TCK’nin 53. maddesinin 24.11.2015 tarihli Resmi Gazete’de yayımlanarak aynı tarihte yürürlüğe giren Anayasa Mahkemesinin 08.10.2015 gün, 2014/140-2015/85 Esas ve Karar sayılı kararı ile iptal edilmiş olması karşısında, bu hususun infazda gözetilmesi olanaklı görülmüştür.

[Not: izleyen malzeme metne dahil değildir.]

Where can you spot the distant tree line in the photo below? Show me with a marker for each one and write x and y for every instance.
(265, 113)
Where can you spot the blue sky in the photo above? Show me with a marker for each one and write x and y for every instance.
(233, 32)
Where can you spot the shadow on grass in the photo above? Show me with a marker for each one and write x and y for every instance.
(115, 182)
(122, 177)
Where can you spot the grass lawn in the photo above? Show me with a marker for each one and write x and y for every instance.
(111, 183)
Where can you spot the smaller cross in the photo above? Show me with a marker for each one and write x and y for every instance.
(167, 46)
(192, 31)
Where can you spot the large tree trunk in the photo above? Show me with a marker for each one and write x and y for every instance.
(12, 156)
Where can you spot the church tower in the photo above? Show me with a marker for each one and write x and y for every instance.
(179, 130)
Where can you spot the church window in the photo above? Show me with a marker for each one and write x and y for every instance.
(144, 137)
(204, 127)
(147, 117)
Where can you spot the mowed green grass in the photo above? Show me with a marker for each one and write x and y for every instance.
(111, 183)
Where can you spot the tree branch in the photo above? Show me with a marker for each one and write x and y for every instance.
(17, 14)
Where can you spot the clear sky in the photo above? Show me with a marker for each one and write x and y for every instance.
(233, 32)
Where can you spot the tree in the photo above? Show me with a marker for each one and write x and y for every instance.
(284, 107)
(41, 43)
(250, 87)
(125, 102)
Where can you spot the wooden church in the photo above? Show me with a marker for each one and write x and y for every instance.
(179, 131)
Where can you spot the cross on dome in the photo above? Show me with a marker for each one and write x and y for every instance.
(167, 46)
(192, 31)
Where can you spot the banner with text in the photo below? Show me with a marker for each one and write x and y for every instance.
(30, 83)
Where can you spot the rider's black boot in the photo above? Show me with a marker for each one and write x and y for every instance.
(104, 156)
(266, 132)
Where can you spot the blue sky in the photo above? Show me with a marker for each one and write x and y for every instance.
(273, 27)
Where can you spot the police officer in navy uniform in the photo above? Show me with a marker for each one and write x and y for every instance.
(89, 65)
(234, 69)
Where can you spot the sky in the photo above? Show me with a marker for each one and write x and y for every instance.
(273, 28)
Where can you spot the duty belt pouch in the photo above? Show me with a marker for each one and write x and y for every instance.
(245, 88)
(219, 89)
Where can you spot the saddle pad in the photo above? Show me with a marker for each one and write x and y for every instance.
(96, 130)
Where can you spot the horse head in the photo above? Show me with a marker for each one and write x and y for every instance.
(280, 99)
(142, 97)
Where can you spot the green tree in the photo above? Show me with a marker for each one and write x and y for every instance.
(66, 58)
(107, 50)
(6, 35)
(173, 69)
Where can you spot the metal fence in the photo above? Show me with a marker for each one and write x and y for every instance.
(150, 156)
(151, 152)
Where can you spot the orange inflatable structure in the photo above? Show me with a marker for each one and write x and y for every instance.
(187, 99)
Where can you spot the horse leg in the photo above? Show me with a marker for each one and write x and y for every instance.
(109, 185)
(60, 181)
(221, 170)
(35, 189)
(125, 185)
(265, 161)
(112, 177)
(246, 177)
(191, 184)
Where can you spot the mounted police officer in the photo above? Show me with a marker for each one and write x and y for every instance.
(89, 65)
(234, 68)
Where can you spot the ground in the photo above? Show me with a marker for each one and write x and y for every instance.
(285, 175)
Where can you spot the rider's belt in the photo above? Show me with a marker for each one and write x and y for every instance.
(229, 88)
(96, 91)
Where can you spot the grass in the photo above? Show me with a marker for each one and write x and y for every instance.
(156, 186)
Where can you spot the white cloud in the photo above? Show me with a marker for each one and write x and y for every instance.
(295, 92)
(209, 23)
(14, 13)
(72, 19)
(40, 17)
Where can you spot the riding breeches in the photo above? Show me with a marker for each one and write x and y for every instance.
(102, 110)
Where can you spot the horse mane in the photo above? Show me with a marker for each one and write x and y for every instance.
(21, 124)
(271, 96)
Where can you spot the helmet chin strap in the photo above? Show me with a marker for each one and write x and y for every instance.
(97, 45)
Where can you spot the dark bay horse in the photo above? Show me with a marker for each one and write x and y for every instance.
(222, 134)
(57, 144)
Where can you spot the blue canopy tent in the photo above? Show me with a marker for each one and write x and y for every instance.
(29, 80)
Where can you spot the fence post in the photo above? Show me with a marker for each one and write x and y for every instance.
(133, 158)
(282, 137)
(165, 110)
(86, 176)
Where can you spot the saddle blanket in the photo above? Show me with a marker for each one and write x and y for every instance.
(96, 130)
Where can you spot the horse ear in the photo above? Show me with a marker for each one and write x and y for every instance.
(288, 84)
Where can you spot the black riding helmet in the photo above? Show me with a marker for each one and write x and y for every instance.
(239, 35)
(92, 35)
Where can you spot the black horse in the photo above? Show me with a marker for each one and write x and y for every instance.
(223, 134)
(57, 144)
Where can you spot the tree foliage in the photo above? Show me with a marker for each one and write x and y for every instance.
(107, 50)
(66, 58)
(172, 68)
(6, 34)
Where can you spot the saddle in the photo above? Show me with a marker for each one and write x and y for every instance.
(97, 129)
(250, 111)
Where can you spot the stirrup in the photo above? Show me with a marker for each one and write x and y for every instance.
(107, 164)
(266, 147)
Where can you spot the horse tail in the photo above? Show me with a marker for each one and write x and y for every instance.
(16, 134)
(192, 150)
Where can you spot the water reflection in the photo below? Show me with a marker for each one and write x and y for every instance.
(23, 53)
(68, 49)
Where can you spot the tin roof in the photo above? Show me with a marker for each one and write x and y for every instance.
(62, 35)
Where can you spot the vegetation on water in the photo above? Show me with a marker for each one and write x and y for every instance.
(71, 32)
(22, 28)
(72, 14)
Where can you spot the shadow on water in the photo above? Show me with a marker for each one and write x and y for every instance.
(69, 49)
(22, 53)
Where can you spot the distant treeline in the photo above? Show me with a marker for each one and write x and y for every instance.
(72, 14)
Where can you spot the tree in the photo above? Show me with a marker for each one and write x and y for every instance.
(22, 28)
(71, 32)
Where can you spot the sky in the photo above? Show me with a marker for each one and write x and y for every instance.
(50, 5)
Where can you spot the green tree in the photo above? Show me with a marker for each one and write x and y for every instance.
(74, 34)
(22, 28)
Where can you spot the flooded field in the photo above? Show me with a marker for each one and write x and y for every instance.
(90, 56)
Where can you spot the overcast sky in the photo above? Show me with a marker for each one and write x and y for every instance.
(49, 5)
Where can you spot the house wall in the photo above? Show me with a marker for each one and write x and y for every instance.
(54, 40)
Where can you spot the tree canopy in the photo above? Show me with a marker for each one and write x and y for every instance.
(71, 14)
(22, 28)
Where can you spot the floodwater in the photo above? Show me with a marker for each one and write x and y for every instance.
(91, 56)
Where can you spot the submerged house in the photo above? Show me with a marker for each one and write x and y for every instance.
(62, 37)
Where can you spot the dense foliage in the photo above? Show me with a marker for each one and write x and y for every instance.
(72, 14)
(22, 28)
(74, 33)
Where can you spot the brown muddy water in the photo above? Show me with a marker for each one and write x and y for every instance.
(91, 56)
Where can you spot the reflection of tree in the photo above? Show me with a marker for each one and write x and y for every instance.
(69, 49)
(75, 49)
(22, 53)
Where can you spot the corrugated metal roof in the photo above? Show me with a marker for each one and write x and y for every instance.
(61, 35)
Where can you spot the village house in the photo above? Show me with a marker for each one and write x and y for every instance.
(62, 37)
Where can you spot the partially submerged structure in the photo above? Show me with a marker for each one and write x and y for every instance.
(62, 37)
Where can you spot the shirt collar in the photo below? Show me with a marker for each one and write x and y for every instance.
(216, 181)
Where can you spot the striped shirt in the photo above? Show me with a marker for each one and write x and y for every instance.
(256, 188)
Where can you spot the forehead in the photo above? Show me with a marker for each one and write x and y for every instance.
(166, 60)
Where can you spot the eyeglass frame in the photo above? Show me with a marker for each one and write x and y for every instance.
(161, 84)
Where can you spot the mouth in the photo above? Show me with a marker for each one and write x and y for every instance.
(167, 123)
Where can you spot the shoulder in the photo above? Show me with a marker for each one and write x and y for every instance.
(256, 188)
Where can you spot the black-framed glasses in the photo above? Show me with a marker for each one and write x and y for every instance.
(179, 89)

Dosya içeriğine, uyulan bozmaya, toplanıp karar yerinde incelenerek tartışılan hukuken geçerli ve elverişli kanıtlara, gerekçeye ve Hâkimler Kurulunun takdirine göre, suçun sanıklar tarafından işlendiğini kabulde ve nitelendirmede usul ve yasaya aykırılık bulunmadığından, diğer temyiz itirazları yerinde görülmemiştir.
Ancak;
T.C. Anayasası’nın 90. maddesinin son fıkrası ve Avrupa İnsan Hakları Sözleşmesi’nin 6/3-c maddesi ışığında, 5271 sayılı CMK’nin 150, 234 ve 239. maddeleri ile 5320 sayılı Yasanın 13. maddesine dayanılarak hazırlanan, Ceza Muhakemesi Kanunu Gereğince Müdafi ve Vekillerin Görevlendirilmeleri ile Yapılacak Ödemelerin Usul ve Esaslarına İlişkin Yönetmeliğin 8. maddesi gereğince, baro tarafından görevlendirilen zorunlu savunman ücretinin sanıklardan alınmasına hükmedilemeyeceği, bu ücretlerin Adalet Bakanlığı bütçesinde bu amaçla ayrılan ödenekten karşılanacağı gözetilmeden, yazılı şekilde zorunlu savunman ücretinin sanıklardan alınmasına hükmedilmesi,
Bozmayı gerektirmiş, sanık … savunmanı ile sanıklar …, … ve … savunmanının temyiz itirazları bu bakımdan yerinde görülmüş olduğundan, hükmün açıklanan nedenle tebliğnameye uygun olarak BOZULMASINA, bozma nedeni yeniden yargılama yapılmasını gerektirmediğinden 5320 sayılı Yasanın 8/1. maddesi yollamasıyla 1412 sayılı CMUK’un 322. maddesinin verdiği yetkiye dayanılarak, hükmün yargılama giderleri ile ilgili fıkrasından “müdafii ücretleri 1.839,00 TL’nin sanıklardan 613,00’er TL olarak ayrı ayrı tahsili ile hazineye irat kaydına” yazılı kısmının çıkartılması suretiyle, eleştiri dışında diğer yönleri usul ve yasaya uygun bulunan hükmün DÜZELTİLEREK ONANMASINA, 13.12.2018 gününde oy birliğiyle karar verildi.